Hal itu, katanya, juga berpengaruh pada kebijakan ekonomi, ditambah ketidakstabilan ekonomi dunia di mana kenaikan harga memicu inflasi. Terkait dengan hal itu, katanya, tentu negara lain akan berpikir dua kali untuk bekerja sama dengan pihak di Indonesia. “Lambatnya pembangunan infrastruktur jadi faktor terhambatnya pengaruh MEA tersebut,” ujar dia. Ia mengemukakan semua pengaruh tersebut terimplikasi dari ketidakstabilan kebijakan dan akses keuangan. “Mulai dari pemahaman MEA yang kemudian diupayakan dalam penguatan kompetensi semua bidang,” katanya.

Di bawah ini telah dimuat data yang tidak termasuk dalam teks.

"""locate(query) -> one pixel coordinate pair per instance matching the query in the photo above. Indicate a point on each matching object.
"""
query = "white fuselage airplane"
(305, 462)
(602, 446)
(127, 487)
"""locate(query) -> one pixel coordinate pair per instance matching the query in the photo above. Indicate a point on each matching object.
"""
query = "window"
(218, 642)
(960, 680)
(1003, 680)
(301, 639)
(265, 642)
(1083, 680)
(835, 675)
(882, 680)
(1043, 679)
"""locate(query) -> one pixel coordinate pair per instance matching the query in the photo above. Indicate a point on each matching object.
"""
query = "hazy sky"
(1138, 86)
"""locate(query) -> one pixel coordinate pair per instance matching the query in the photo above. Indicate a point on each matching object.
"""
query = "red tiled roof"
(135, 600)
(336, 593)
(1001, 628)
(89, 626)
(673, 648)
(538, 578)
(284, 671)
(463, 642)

Dia menyebutkan seharusnya Indonesia bisa unggul di segala sektor di ASEAN karena memiliki hampir semua kelebihan yang dimiliki negara ASEAN lainnya. Kelebihan itu, katanya, antara lain sumber daya alam yang melimpah, potensi sumber daya manusia, pangsa pasar ekonomi, dan memiliki beragam budaya. “Satu hal yang bisa dilakukan, yakni meningkatkan daya saing bangsa dimulai dari generasi muda sebagai penerus generasi emas,” katanya.

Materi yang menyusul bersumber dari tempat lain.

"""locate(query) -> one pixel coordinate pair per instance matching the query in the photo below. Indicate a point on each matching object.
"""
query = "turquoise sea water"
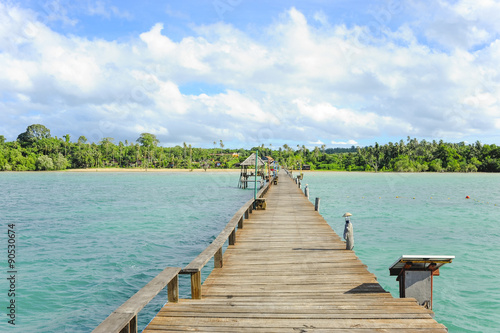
(86, 242)
(396, 214)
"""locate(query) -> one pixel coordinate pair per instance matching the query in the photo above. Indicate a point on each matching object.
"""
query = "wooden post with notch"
(218, 259)
(196, 285)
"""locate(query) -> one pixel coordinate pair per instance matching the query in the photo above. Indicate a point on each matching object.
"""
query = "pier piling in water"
(286, 271)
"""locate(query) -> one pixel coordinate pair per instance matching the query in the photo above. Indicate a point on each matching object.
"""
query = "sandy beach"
(148, 170)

Dalam beberapa kali kesempatan, Wali Kota Padang Mahyeldi Ansharullah menyampaikan tentang pentingnya memperkuat kerja sama dengan negara lain, khususnya di ASEAN. Dia menyebutkan sejauh ini Kota Padang telah beberapa kali mendapat kunjungan dari berbagai pejabat di negara ASEAN. Tinggal saja, katanya, hal tersebut mendapat respons positif dari masyarakat.